Highlighter
is a web-based tool maintained by the Los Alamos National Laboratory
(LANL) HIV Sequence Database that makes it easy for investigators to
visually scan their sequence alignments for compositional differences.
However, it is inconvenient for users to use Highlighter to process a
large number of alignment files as the tool only accepts a single file
as input. In addition, the LANL website limits users to a maximum of 500
sequences per file, which can be problematic for users working with
alignments derived from next-generation sequencing platforms.
Furthermore, the tool does not visualize the frequencies of different
sequence variants in a dataset.
highlineR is a free, open-source R package that provides users with
accessible functions for batch-processing of sequence alignments,
including NGS data, to generate plots similar to Highlighter. In
addition, highlineR extends the Highlighter plot by varying line
widths to represent variant frequencies in the data (see Usage).
Installation
The simplest method to install highlineR is to use the R devtools
package:
# install.packages("devtools") # if not already installed
require(devtools)
devtools::install_github("PoonLab/highlineR")
Usage
As a basic example of using highlineR
, we’re going to load a number of
anonymized data
sets
sets from a published
study
of HIV-1 diversity within patients:
require(highlineR)
#> Loading required package: highlineR
# use glob to retrieve paths to FASTA files
files <- Sys.glob('~/git/highlineR/inst/extdata/*.fasta')

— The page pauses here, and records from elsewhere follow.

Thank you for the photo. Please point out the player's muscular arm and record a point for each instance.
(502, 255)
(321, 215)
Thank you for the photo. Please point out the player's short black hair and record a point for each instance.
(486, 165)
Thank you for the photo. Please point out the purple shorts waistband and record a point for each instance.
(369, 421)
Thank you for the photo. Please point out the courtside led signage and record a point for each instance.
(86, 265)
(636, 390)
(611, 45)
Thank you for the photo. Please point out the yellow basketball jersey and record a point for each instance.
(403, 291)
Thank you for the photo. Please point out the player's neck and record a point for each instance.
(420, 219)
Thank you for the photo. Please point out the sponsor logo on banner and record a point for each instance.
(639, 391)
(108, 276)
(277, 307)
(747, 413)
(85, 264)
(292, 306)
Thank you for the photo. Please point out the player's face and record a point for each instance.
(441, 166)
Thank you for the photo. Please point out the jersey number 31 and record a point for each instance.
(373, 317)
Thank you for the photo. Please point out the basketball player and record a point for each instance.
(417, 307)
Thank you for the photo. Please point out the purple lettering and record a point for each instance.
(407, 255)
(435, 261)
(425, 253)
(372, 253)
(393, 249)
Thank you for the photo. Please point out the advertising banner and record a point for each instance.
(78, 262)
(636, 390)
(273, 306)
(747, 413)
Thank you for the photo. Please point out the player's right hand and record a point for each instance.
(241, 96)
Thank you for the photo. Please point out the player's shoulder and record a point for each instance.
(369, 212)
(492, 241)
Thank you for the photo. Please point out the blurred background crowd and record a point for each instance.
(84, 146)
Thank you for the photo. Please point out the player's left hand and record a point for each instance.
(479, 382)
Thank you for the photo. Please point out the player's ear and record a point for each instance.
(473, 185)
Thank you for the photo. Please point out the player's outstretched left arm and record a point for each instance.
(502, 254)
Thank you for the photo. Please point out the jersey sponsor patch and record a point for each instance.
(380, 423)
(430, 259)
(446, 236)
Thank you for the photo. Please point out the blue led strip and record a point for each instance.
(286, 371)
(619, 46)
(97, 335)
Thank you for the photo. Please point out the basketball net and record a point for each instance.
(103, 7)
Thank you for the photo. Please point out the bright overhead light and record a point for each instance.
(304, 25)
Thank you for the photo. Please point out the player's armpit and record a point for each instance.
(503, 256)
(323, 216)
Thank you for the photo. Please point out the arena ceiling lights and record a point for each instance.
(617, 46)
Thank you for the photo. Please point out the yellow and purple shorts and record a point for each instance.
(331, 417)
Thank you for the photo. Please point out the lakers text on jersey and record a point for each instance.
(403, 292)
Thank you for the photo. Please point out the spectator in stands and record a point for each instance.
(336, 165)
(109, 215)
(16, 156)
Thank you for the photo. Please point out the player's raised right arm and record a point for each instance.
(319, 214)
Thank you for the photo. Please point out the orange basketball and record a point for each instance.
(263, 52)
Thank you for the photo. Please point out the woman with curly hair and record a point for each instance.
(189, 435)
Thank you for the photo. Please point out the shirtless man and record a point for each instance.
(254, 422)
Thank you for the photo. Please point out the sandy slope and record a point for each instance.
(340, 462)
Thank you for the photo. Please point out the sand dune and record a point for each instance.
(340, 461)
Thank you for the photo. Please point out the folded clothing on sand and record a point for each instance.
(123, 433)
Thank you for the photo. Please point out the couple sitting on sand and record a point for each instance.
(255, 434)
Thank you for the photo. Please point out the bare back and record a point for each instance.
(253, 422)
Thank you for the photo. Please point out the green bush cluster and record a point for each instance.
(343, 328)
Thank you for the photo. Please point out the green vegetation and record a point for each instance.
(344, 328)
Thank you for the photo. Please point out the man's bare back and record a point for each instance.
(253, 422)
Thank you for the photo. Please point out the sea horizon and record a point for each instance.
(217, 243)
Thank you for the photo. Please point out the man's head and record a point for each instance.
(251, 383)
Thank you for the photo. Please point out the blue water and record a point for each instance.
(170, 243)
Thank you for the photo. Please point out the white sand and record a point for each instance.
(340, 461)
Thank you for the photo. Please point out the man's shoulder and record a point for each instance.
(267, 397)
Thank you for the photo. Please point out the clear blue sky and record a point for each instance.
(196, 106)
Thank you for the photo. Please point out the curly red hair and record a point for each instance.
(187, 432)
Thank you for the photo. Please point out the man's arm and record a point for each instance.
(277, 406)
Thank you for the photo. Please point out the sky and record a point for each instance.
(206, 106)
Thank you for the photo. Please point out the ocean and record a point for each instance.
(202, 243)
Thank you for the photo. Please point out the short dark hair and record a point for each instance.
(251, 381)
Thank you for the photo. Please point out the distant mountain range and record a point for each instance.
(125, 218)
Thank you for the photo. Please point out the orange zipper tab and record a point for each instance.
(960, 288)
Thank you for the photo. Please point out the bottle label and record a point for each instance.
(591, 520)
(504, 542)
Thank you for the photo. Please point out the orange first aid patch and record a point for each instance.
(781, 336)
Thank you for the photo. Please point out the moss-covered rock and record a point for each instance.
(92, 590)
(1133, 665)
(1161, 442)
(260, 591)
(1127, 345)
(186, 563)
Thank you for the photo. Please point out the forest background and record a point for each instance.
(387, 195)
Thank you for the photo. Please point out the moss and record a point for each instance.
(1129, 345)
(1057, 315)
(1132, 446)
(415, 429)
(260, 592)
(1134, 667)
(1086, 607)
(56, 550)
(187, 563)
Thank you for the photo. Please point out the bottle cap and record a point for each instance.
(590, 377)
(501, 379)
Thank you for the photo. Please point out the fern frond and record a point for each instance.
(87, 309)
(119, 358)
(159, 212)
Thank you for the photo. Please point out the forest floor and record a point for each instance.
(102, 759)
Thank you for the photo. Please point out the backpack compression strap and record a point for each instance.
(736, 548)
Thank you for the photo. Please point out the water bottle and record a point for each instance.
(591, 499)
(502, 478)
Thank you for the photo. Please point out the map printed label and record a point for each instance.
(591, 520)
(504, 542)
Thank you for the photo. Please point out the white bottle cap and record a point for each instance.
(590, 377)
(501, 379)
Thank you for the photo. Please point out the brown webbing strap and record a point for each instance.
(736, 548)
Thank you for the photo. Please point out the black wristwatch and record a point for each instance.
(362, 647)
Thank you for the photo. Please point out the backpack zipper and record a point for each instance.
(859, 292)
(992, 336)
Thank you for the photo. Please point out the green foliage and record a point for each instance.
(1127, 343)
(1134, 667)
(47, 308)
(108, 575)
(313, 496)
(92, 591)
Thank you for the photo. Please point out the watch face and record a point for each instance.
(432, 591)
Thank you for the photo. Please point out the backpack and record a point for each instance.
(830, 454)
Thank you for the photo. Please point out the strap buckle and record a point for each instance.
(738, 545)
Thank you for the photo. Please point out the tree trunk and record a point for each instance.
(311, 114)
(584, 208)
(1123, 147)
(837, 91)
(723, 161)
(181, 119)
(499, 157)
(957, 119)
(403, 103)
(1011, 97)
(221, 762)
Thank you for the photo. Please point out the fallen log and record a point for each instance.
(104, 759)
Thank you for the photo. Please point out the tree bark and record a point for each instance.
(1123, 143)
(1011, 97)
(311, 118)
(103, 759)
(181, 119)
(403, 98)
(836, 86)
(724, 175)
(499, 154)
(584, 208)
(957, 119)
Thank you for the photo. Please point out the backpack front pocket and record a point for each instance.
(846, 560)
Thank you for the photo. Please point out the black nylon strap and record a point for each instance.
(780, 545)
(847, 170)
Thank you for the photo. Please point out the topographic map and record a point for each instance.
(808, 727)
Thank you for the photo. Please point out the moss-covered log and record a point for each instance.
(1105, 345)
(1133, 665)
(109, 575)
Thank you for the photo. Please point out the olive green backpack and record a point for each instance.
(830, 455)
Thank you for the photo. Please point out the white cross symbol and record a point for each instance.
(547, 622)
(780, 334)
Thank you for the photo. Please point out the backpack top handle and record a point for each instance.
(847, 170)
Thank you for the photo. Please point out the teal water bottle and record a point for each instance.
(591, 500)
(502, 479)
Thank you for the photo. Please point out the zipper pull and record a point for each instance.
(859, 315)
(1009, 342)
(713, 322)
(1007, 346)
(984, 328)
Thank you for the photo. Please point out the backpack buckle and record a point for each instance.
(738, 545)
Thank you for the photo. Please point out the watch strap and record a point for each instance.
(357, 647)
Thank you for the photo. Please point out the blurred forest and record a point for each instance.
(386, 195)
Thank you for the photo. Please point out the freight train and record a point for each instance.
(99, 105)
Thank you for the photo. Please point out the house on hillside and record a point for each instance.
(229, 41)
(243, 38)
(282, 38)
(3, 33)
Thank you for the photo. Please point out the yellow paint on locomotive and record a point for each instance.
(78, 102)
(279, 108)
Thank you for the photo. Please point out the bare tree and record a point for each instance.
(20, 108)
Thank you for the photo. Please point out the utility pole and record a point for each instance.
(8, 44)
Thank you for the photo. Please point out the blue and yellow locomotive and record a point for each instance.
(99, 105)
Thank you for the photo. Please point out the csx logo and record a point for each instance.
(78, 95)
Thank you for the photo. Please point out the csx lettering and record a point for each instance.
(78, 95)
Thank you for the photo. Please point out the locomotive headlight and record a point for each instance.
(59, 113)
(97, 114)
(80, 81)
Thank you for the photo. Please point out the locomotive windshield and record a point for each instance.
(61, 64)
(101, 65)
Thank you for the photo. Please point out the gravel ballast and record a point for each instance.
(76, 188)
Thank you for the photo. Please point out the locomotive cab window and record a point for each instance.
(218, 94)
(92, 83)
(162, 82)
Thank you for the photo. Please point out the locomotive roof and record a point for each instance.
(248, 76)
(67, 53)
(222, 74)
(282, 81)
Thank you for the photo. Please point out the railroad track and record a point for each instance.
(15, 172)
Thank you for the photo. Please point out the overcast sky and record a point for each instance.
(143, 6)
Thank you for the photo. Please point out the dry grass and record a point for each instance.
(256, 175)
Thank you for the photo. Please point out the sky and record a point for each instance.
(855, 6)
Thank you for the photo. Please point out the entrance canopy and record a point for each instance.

highline(files[1:2]) # render the first two alignments
Each horizontal grey band represents a sequence variant. The area of
the band is proportional to the number of times that variant occurs in
the alignment. (It may be more intuitive to make height proportional
to variant counts, but this causes problems when a variant occurs 1000
times or more!) By default, highlineR
selects the most common variant
to be the master (reference) sequence and places it at the top of the
plot — it is also labeled with an (m)
.
Each band is decorated with coloured tick marks to indicate the
locations of nucleotide (or amino acid) differences relative to the
master sequence. A colour reference key (legend) is provided at the top
of the plot.
Note that for the above example, the files were loaded from a developer
directory. To load these same files from your installed package as a
user, you’d have to replace the following line:
# files <- Sys.glob('~/git/highlineR/inst/extdata/*.fasta')
files <- Sys.glob(paste0(system.file(package='highlineR'), '/extdata/*.fasta'))
Background
A multiple sequence alignment (MSA) is a hypothesis about how residues
(nucleotides or amino acids) in two or more sequences were derived from
residues in a common ancestral sequence. By convention, each sequence is
arranged horizontally in rows to be read from left to right, and
evolutionarily-related (homologous) residues are arranged vertically in
a column. It is possible for two or more sequences to be exactly
identical. When this occurs, we refer to the shared sequence as the
“sequence variant”, and the number of times this variant appears in
the data as its “count”. (Note there is no established terminology for
these features.) It is common practice to reduce a sequence alignment to
the unique variants, especially when certain variants predominate the
sample population. By doing so, however, we lose information on the
relative abundance of variants.
If an MSA comprises a large number of sequences, it may become difficult
to visualize the composition of the alignment. Highlighter plots were
developed to reduce the information in the MSA by marking the location
of residues that are different from the reference sequence, which has
been selected by the user or the program. We refer to this reference
sequence the master sequence. By default, the highline
function
selects the most common sequence variant to be the master.
The highline
function is actually a high-level wrapper for several
functions in highlineR
. These lower level functions are exposed to the
user, so you have the option of doing more extensive customization than
highline
will allow. Detailed instructions for using (and potentially
modifying) these functions are provided in the
CONTRIBUTING.md document.
In summary, the pipeline for generating a plot in highlineR
are:
-
Initialize a highlineR
session. This creates an R
environment for storing
the sequence alignment data sets.
-
Import one or more sequence alignments from the respective files.
highlineR
supports FASTA, FASTQ and CSV file formats.
-
Parse the raw sequence data from each file.
-
Compress the sequence data so that identical sequences are
represented by a single copy annotated by the number of instances in
the alignment.
-
Calculate the sequence differences from the “master sequence” and
generate the Highlighter style plot.